Think you can hide that out-of-state DWI conviction? Think again

On Behalf of | Feb 9, 2021 | Criminal Defense |

While traveling out of state, you made a mistake one night. A law enforcement officer arrests you on a drunk driving charge. A DWI charge anywhere is nothing to take lightly. You know that you must disclose this news to your spouse. And that you will have to pay the consequences upon a conviction.

But, now, you wonder whether an arrest and conviction will be discovered upon returning home to New York. You expect to wait it out, hoping that this DWI blemish goes undetected. Forget that. This personal and legal trouble follows you to your home state. The state of New York will learn about your predicament. At the same time, New York residents convicted of drunk driving outside the state will suffer comparable penalties at home.

Ontario and Quebec as well

You will not be able to shake a drunk driving conviction, which follows you like a gloomy cloud from state to state as well as from parts of the Canadian border. An increasing number of law enforcement agencies throughout the U.S. share data bases that include information on crimes, arrests and convictions. The state of New York will have little problem finding out about your DWI situation.

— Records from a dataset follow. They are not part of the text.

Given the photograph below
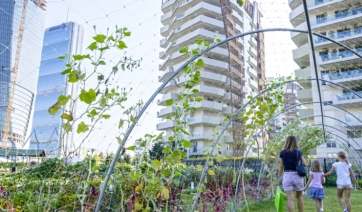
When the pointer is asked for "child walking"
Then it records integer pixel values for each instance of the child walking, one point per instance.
(316, 179)
(344, 173)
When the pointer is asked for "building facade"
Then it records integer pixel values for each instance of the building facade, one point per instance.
(231, 71)
(64, 39)
(292, 108)
(29, 47)
(340, 20)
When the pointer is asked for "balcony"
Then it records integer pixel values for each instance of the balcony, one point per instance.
(209, 105)
(162, 102)
(212, 77)
(196, 22)
(300, 38)
(305, 95)
(245, 90)
(201, 136)
(341, 57)
(304, 113)
(297, 14)
(252, 61)
(318, 2)
(165, 125)
(351, 121)
(195, 151)
(235, 58)
(189, 38)
(211, 91)
(253, 84)
(166, 5)
(253, 51)
(339, 36)
(235, 85)
(235, 71)
(345, 77)
(301, 55)
(205, 120)
(229, 110)
(303, 73)
(253, 41)
(165, 111)
(169, 86)
(227, 96)
(252, 72)
(337, 17)
(347, 98)
(166, 74)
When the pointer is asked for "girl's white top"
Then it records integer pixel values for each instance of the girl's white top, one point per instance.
(343, 176)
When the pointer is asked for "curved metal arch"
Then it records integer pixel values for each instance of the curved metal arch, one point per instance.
(234, 117)
(305, 103)
(291, 107)
(130, 129)
(360, 135)
(345, 141)
(262, 168)
(334, 128)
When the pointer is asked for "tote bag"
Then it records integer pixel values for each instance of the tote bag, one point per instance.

And once convicted of DWI outside the state, you face additional penalties in New York. Here is what likely awaits you:

  • Driver’s license revocation a minimum of 90 days: Any New York adult 21 and older faces this penalty if convicted of DWI or driving while on drugs in courts from other states as well as the neighboring Canadian provinces of Ontario and Quebec.
  • Driver’s license revocation a minimum of a year: Drivers under the age of 21 convicted of DWI outside the state and in Ontario and Quebec face harsher penalties. In addition, any alcohol-related conviction for people in this age group leads to the revocation of your driver’s license for at least a year or until that person turns 21, whichever is the longest. For example, an 18-year-old convicted of an alcohol offense must wait three years before he or she can get a driver’s license back.

The short answer is that you cannot hide an out-of-state DWI conviction. New York authorities are bound to discover it, and you will face additional consequences.